C'est là que je me suis mise en colère.

Bien sûr, je ne devrais pas écrire ça, je suis sa mère et j'aime ma fille ; mais quand elle est passée devant moi avec ce petit sourire narquois et qu'elle m'a toisée d'un regard de défi, si, à cet instant-là, un ange descendu du ciel m'avait demandé de choisir entre (par exemple) continuer à subvenir à ses besoins ou consacrer la même somme à l'aménagement de ma salle de bains… je crois que j'aurais couru comme une dératée chez Leroy Merlin.

Repoussant à plus tard la découpe de mon poulet, c'est avec une rage froide dont je me suis surprise moi-même que j'ai ramassé les affaires qu'elle avait laissées dans l'entrée, les ai remontées d'un pas ferme dans sa chambre et les ai jetées sur son lit. Non mais !

Et donc, pour vous finir l'histoire, ce matin elle arrive comme une fleur dans le bureau où je prends mes cours d'html depuis quinze jours ; et sans que j'aie le temps de me retourner, me propose de s’occuper d'Audrey et Jérémy lors de mon fameux réveillon.
– Vous mangerez dans le salon, elle a dit. Et nous quatre on pique-niquera dans la salle de jeux avec Julien.
Croyez-le ou non, j'étais tellement soufflée d'entendre le son de sa voix que je suis restée la gorge nouée, totalement muette. Etaient-ce les séquelles de ma presque fracture du crâne de la veille ? Quand j'ai enfin retrouvé le sens de la parole, elle avait disparu.
– Ah ben euh oui d'accord si tu veux tiens pourquoi pas…?

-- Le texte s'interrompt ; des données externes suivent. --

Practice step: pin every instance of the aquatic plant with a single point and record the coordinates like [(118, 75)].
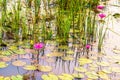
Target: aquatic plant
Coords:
[(38, 46), (102, 15), (100, 7)]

(installations Pol Willems)

1 PETIT(S) COMPRIMÉ(S):

Anonymous Anonyme a écrit...

Ah la joie d'avoir des enfants :
Les deux premiers mois, ils nous reveillent 2x pour manger la nuit (quelle idée, la nuit est faite pour dormir).
Pendant les années d'école (maternelle et primaire), tout ce que dit la maîtresse est vrai, bien plus que ce que dit maman : "mais la maîtresse à dit ...".
Les années d'adolescence : dur dur, ils se croyent adultes et invulnérables et ont pourtant encore tant de choses à apprendre. Nous devons lâcher la bride et les laisser libres, mais nous tremblons tous les jours.
Arrive l'année du bac avec ses angoisses, et que faire après ? Sans parler des premiers amours. Ils ont le chic de préférer celui ou celle que justement nous ne préférerions pas ! Si avec tout cela en plus il y a des problèmes de communication, c'est le bouquet.

Et pourtant, pour rien au monde, même en toute connaissance de cause, on n'aurait voulu passé à côté de tout cela.

Faut-il en déduire que nous sommes maso ? Non, je crois que nous aimons tout bonnement énormément nos enfants. Et je suis sûre aussi qu'ils nous aiment, mais ils ne l'expriment pas forcément à la manière à laquelle nous voulions l'entendre.

Bon courage Anitta.

De la part de Mme A. de M. (je pense que tu me reconnaîtras).